The short answer is that doing so has been found empirically to be useful (admittedly,
not a very satisfying answer).
With the disclaimer that intuition – even that of experts – about why various neural-network
techniques work is notoriously unreliable, let me give you my thoughts:
Let’s consider a series of 3x3 convolutions (with padding, so that the spatial size of the
image doesn’t change). Let’s start with a three-channel ((RBG) input, and imagine that
the number of channels is increased to, say, 8 and then 16 and then 32 and so on.

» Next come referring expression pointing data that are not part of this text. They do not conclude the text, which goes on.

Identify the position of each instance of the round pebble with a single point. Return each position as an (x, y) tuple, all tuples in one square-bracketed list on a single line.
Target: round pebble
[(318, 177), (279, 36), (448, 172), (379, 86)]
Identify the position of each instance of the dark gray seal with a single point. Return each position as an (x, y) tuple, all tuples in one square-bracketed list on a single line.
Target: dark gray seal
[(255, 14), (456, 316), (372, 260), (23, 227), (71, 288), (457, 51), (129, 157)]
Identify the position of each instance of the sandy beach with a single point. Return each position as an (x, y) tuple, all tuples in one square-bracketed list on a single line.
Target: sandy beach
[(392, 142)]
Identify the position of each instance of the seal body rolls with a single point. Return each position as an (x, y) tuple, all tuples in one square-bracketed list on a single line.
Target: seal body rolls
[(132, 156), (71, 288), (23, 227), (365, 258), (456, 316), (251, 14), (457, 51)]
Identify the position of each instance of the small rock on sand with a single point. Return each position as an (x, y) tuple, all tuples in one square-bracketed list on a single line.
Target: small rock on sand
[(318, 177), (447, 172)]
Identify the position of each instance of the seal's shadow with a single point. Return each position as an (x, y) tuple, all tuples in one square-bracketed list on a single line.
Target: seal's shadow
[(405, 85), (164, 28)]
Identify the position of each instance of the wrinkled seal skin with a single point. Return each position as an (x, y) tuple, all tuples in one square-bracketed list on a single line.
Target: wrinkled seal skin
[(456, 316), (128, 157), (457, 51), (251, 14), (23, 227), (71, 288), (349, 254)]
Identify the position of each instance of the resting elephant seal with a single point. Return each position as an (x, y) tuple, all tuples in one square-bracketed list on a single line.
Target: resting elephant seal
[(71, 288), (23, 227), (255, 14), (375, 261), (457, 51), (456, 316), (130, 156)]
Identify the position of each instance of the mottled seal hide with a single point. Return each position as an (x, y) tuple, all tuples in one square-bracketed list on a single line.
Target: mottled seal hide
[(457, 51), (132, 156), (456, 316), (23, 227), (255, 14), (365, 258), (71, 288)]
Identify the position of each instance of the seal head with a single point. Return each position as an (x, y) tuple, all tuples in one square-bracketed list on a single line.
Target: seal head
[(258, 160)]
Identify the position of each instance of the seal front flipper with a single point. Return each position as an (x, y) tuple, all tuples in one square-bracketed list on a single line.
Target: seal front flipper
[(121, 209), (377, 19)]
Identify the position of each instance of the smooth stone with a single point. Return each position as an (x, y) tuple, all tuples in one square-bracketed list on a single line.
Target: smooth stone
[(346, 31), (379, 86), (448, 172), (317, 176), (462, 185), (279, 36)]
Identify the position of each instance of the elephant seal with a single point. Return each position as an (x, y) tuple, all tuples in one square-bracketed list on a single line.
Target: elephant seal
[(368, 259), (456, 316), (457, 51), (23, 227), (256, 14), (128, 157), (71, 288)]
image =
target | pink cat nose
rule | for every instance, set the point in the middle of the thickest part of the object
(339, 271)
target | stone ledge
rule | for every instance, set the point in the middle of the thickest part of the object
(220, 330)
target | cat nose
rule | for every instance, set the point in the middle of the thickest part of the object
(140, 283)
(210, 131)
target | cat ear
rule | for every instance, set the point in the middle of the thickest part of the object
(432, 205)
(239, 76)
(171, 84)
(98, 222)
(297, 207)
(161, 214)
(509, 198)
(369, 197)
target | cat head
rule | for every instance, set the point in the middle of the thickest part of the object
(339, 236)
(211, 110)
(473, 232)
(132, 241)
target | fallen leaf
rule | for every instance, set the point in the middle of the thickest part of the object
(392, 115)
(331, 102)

Consider a specific pixel location, more or less in the middle of the image. After the first
convolution, the pixel at that location depends on the 3x3 square of pixels from the
original image that surrounds that specific location. (All 8 channel values for that pixel
after the first convolution depend on all 3 channel values for all 9 of the surrounding
pixels in the original image.) After the second convolution, that pixel depends on the
5x5 square of surrounding pixels (again, with all channels depending on all channels).
Think of the channels as being “features” rather than colors. Those features may or
may not encode color information (depending on how the network is trained). Speaking
figuratively, if the original pixel in question is blue and one of the immediately adjacent
pixels is, say, green, one of the channels after the first convolution might “detect” this
as a “blue-green-edge” feature, and after another couple of convolutions, this may
lead to an “iris” feature that then leads to an “eye” feature.
So the series of convolutions with increasing numbers of out_channels
is converting
spatial information (for which color – encoded in the three original color channels – may
be important) into features (for which color may or may not still be important).
That is, we are increasing the number of channels so that the network can process spatial
information into feature information.
Now consider a commonplace architecture where convolutions are followed by
downsampling, say a series of 3x3 convolutions interleaved with 2x2 max-pools. The
network is now dumping the spatial information into features attached to a shrinking
number of pixels, leading, potentially, to an output image that consists of a single
pixel – that is, no spatial information – with all of the features encoded in the channels
dimension being derived from the entire image.
In such a situation, one could well imagine that none of those features directly contain
any color information. (Of course, if you trained a network to distinguish red-tinged
images from blue-tinged images, you would likely have a red-vs-blue feature encoded
somewhere in the channels dimension.)
Best.
K. Frank